Since the invention of linear perspective in the Italian Renaissance, the Western way of representing space — especially in photography — has triumphed worldwide. Westerners have, moreover, tended to regard earlier pictorial cultures that did not discover perspective as deficient. This assumption is unwarranted, as amply demonstrated by the Chinese 'perspective wars' of the eighteenth century.

The wall painting in Emperor Qianlong's retirement palace follows Western geometric prescriptions. Credit: WORLD MONUMENTS FUND

The battles were fought between Chinese artists and Jesuit missionaries, who also brought Western astronomy to the Qing court.

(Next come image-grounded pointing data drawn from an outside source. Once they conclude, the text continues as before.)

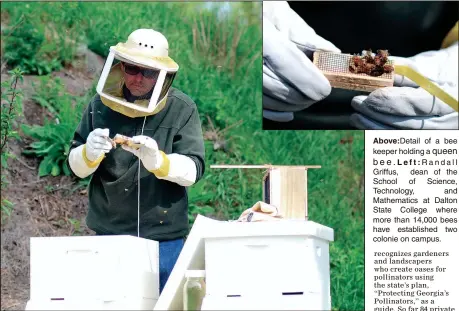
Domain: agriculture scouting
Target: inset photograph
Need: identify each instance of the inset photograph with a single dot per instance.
(360, 65)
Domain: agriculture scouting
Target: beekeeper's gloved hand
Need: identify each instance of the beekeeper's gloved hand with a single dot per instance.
(148, 153)
(291, 82)
(406, 106)
(97, 144)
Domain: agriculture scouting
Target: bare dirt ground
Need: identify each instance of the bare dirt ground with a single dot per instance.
(42, 206)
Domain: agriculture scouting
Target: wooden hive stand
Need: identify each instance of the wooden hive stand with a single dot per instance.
(284, 187)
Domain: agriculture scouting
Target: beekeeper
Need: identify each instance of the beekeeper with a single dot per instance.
(297, 93)
(135, 98)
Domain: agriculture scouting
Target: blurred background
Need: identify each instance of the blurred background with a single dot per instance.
(51, 56)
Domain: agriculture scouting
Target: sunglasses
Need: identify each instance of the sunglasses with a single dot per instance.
(133, 70)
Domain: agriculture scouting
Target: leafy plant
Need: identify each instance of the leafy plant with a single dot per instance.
(23, 48)
(11, 107)
(52, 140)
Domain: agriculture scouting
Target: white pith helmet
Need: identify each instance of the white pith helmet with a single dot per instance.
(145, 48)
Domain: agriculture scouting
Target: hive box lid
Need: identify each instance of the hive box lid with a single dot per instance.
(192, 255)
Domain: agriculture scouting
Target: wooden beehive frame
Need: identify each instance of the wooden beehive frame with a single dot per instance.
(335, 68)
(285, 187)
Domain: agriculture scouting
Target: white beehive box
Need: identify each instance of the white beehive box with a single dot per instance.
(93, 273)
(272, 265)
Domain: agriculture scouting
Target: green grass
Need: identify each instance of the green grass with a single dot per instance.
(220, 68)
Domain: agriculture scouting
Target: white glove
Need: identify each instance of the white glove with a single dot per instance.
(148, 153)
(406, 106)
(291, 82)
(97, 144)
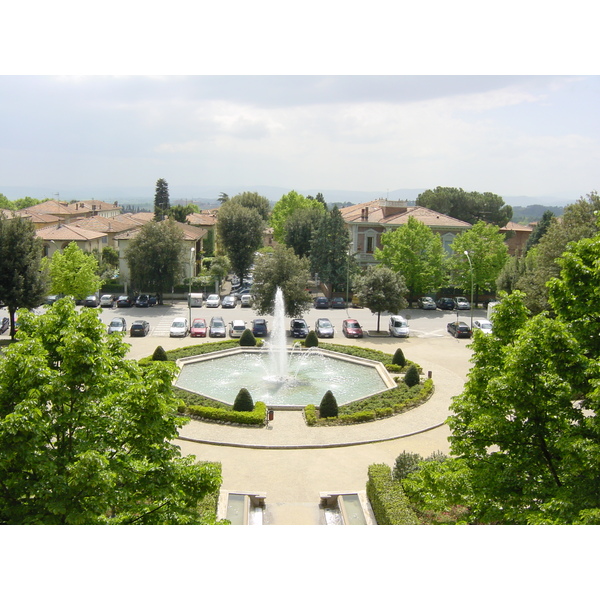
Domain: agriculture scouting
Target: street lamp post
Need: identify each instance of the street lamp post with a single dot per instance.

Chinese astronomers had long had a command of sophisticated geometrical and instrumental techniques. However, the astronomical methods of the Jesuits, especially those of the Flemish mathematician Ferdinand Verbiest, found favour with successive emperors because their predictions tended to be more accurate (see Nature 454, 405; 2008). Much the same happened with the perspectival techniques in which the Jesuits specialized, although these were contested by Chinese artists at the time because they ran contrary to the freer modes of spatial representation in Chinese art.

The key Jesuit participant in the artistic battles was Giuseppe Castiglione (1688–1766). He trained as a painter in Milan, was ordained in 1709 and was dispatched to China as a missionary in 1715. Settling in Beijing, he won favour with the emperor Qianlong, and forged a successful career as a painter and architect. He teamed up with the Chinese scholar Nian Xiyao to write a book on the optical perspective of painting in the Western manner, the Shixue (Visual Learning), published in 1729 with an expanded edition in 1735. Their methods were based on the magnificent Perspectiva pictorum et architectorum of 1693 by the Roman painter and designer Andrea Pozzo, but the treatise is far from a work of slavish derivation and includes original geometrical demonstrations.

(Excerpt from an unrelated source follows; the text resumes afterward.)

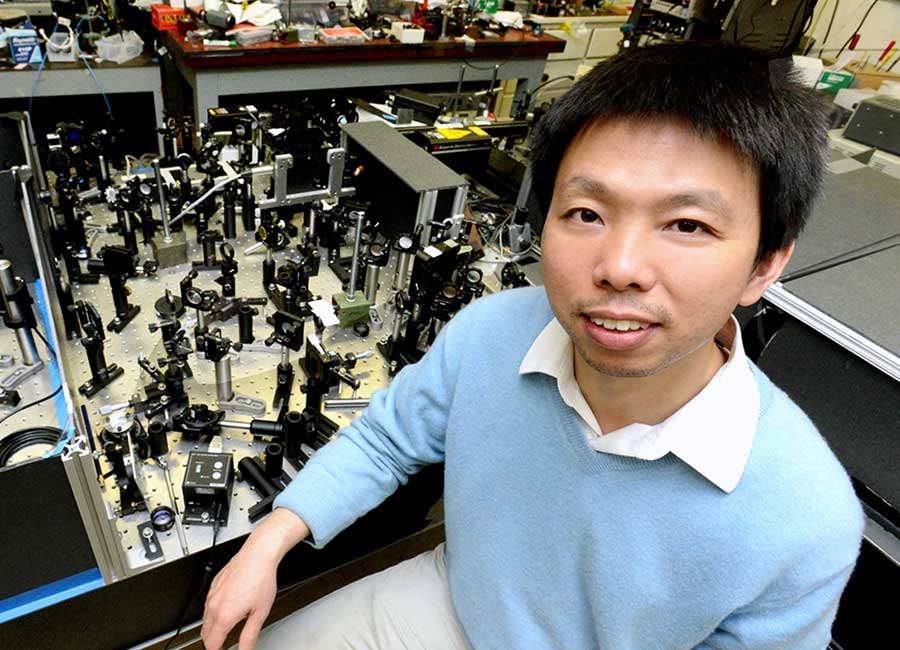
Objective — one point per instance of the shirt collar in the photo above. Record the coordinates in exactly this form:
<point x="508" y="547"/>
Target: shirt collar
<point x="713" y="432"/>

There was resistance to this Westernized court trickery.

Chinese geometers of the time possessed techniques that were sufficient to master perspectival projection once they saw a reason for doing so. For his part, Castiglione (whose Chinese name was Lang Shining) strove with considerable success to absorb the special methods of indigenous painting. He achieved a blend of Chinese and Western styles that largely avoided looking like an uneasy hybrid.

When emperor Qianlong (who reigned from 1736 to 1795) began in 1771 to prepare for life after his intended abdication, he planned a Palace of Tranquillity and Longevity for his personal delectation. It occupied a modest hectare within the 70 or so hectares covered by the Royal Palace. Qianlong, who was also a prolific poet, was never to retreat wholly to the new palace after his abdication in 1796, preferring to keep a close eye on his successor. However, no effort was spared on the planned enclave.

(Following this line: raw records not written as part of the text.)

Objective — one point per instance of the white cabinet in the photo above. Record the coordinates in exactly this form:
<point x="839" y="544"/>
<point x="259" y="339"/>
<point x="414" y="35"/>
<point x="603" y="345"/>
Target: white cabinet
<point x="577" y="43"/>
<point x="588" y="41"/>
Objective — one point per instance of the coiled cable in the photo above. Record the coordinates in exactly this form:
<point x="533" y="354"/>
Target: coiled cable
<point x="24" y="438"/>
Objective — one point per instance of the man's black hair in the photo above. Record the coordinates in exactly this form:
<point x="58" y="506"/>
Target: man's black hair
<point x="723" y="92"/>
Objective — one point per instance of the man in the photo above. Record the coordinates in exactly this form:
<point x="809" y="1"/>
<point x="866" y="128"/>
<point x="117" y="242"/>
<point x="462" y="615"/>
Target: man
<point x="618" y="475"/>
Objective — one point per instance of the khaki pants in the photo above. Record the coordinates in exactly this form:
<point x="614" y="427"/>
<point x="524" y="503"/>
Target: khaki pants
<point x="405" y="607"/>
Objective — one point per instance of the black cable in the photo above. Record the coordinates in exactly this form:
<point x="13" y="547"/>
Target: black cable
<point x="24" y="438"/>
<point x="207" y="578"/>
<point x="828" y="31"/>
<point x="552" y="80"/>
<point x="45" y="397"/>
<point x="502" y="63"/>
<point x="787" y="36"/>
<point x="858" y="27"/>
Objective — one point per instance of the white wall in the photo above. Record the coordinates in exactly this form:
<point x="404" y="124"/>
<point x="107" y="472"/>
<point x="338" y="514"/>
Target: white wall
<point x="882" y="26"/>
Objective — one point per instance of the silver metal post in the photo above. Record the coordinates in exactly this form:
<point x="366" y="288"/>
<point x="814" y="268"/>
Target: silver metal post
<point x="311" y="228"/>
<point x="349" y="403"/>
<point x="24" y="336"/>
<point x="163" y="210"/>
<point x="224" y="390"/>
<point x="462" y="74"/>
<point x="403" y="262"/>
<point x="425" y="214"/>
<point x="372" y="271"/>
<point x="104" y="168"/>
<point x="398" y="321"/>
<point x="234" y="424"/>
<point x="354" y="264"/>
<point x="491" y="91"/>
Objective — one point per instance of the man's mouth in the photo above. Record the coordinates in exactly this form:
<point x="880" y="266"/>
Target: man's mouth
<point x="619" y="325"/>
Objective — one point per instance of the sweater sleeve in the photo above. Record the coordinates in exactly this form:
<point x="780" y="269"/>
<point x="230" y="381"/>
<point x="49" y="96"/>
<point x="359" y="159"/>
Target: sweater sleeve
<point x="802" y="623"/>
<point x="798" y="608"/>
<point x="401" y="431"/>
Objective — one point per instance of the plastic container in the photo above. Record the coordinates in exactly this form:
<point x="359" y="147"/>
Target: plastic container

Among its delights is a compact theatre in the Studio of Exhaustion from Diligent Service, designed for the performance of chaqu, a form of opera, which Qianlong could watch privately from his secluded throne. The decoration of the theatre, newly restored, is the most effective and charming example of Castiglione's techniques of illusionistic perspective, although apparently carried out by disciples after his death in 1766.

Entering from the side through a circular aperture in a bamboo screen, the emperor was presented with an inviting view of garden pavilions through a matching screen painted with intricate skill (pictured). Trees, flowers and birds inhabit the painted grounds in which the pavilions are set, while overhead is a delightful bower of fictive bamboo and hanging grapes. The perspectival view on the wall was not, however, a setting for the performance, which occurred in a low pavilion to its left. The illusion is pure entertainment.

The carefully planned illusion, which works perfectly from a specific viewpoint within the room, is in theory vulnerable if viewed from less favourable positions. But the interruptions created by the screen, which break the perspective into a series of relatively discrete motifs, help to minimize the potential problems. Castiglione had taught the theory and practice of perspective very well.

Yet there was resistance to this kind of Westernized court trickery among Chinese connoisseurs. Zou Yigui (1686–1772), a noted painter of flowers and birds, was particularly severe in his criticism. He acknowledged that “the Westerners are skilled in geometry”, and explained how “when they paint a scene, the perspective is represented from broad to narrow, calculated mathematically. Their mural paintings depicting palaces look so real that one is almost tempted to walk into them.” But he saw the foreign style as “completely deficient in the mastery of the brush. All we see with such art is nothing but craftsmanship, and [it] cannot therefore be classified along with paintings of quality.”

The basis for such condemnation lay in the long Chinese tradition of hard-won skill in the supreme art of calligraphy and in landscape painting in ink. The Chinese artist's hands and eyes aspire to a refined freedom in conveying what is spiritually contemplated rather than what is mechanically seen. Calligraphers and painters practised arts that were philosophical and poetic rather than dominated by the calculated mechanics of Western naturalism. Even in present-day China, the dust of these ancient battles has still not settled.